§7.1.6.3/1 (C++14) doesn't accept the construction in the second snippet below. Why is this?

Question

First part:

I'm studying in some detail opaque-enum-declarations and elaborated-type-specifiers for a few days already, and I really would like somebody to confirm this. GCC and VS2013 don't compile this code (clang does) and I believe clang is in accordance with §7.1.6.3/1, as enum E is an elaborated-type-specifier that is not the sole constituent of the declaration enum E e = E::b;. Is my analysis correct?

#include <iostream>
enum class E : char {a = 'a', b};
int E;
enum E e = E::b;        // Doesn't compile in GCC and VS2013
int main()
{
    std::cout << (char)(e) << '\n';
}

Second part:

The snippet below, which is very similar to the one above, doesn't compile. I understand why it doesn't (the elaborated-type-specifier enum E is the sole constituent of the declaration enum E; and §7.1.6.3/1 doesn't allow this). What I'd like to know is why can't the compiler accept this construction?

#include <iostream>
enum class E : char {a = 'a', b};
int E;
enum E;                 // This doesn't compile.
E e = E::b;        
int main()
{
    std::cout << (char)(e) << '\n';
}

Answer 1

N4140 [basic.scope.hiding]/2:

A class name (9.1) or enumeration name (7.2) can be hidden by the name of a variable, data member, function, or enumerator declared in the same scope.
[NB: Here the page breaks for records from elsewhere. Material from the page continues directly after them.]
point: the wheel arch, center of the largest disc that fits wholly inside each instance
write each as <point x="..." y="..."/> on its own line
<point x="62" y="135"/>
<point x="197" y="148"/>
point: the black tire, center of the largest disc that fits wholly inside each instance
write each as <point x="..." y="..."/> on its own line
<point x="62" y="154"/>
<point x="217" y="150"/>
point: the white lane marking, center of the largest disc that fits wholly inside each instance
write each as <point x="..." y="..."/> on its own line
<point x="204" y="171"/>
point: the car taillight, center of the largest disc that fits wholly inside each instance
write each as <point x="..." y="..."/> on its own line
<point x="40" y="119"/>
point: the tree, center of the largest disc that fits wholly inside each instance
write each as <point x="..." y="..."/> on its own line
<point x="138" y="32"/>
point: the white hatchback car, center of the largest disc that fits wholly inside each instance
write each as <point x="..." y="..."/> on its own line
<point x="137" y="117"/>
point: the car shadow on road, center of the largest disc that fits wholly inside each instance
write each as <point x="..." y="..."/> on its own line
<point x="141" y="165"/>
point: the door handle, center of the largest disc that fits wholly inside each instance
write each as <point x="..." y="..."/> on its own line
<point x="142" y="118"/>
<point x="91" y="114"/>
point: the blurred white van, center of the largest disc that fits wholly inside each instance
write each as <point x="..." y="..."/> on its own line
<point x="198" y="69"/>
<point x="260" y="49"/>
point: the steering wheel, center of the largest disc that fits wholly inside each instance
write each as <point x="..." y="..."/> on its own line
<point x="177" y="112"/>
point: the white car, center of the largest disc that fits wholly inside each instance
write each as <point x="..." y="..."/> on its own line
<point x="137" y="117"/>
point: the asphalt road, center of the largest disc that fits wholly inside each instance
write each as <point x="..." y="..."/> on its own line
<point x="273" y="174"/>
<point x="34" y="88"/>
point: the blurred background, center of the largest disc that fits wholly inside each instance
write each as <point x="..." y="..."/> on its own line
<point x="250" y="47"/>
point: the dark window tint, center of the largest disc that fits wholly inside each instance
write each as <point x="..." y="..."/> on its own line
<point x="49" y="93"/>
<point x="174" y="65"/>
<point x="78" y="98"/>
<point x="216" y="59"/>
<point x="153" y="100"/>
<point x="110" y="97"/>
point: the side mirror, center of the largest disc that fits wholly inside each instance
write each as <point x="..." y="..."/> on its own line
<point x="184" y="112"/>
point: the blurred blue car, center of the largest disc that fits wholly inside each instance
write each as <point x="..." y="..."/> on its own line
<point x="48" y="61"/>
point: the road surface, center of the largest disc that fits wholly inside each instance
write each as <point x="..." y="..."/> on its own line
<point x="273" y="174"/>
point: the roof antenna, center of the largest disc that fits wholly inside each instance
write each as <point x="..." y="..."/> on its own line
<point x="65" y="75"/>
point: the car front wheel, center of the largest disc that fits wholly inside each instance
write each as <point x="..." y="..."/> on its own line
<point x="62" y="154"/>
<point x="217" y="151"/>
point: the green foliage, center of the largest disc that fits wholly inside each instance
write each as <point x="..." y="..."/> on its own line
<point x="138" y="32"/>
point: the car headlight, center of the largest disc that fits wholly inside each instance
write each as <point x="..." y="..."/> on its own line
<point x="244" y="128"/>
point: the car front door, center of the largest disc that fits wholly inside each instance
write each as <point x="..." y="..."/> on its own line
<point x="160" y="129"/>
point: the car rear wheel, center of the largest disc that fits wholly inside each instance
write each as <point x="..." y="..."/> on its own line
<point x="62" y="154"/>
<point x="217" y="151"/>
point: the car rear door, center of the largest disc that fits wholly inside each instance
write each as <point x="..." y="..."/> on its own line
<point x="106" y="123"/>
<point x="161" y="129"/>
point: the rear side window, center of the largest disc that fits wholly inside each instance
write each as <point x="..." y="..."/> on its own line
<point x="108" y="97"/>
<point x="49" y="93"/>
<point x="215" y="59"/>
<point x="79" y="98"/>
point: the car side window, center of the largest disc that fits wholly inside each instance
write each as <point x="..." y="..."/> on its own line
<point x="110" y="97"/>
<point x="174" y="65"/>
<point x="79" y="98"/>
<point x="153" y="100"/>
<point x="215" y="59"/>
If a class or enumeration name and a variable, data member, function, or enumerator are declared in the same scope (in any order) with the same name, the class or enumeration name is hidden wherever the variable, data member, function, or enumerator name is visible.

It would appear the the declaration of int E hides the name of the enumeration E in the global scope after the int's point of declaration. However, the name E::b is a qualified-id with nested-name-specifier of E::, so the rules for qualified name lookup apply. In particular, [basic.lookup.qual]/1:

The name of a class or namespace member or enumerator can be referred to after the :: scope resolution operator (5.1) applied to a nested-name-specifier that denotes its class, namespace, or enumeration. If a :: scope resolution operator in a nested-name-specifier is not preceded by a decltype-specifier, lookup of the name preceding that :: considers only namespaces, types, and templates whose specializations are types. [emphasis added.] If the name found does not designate a namespace or a class, enumeration, or dependent type, the program is ill-formed.

So clang is conforming, GCC and MSVC are not.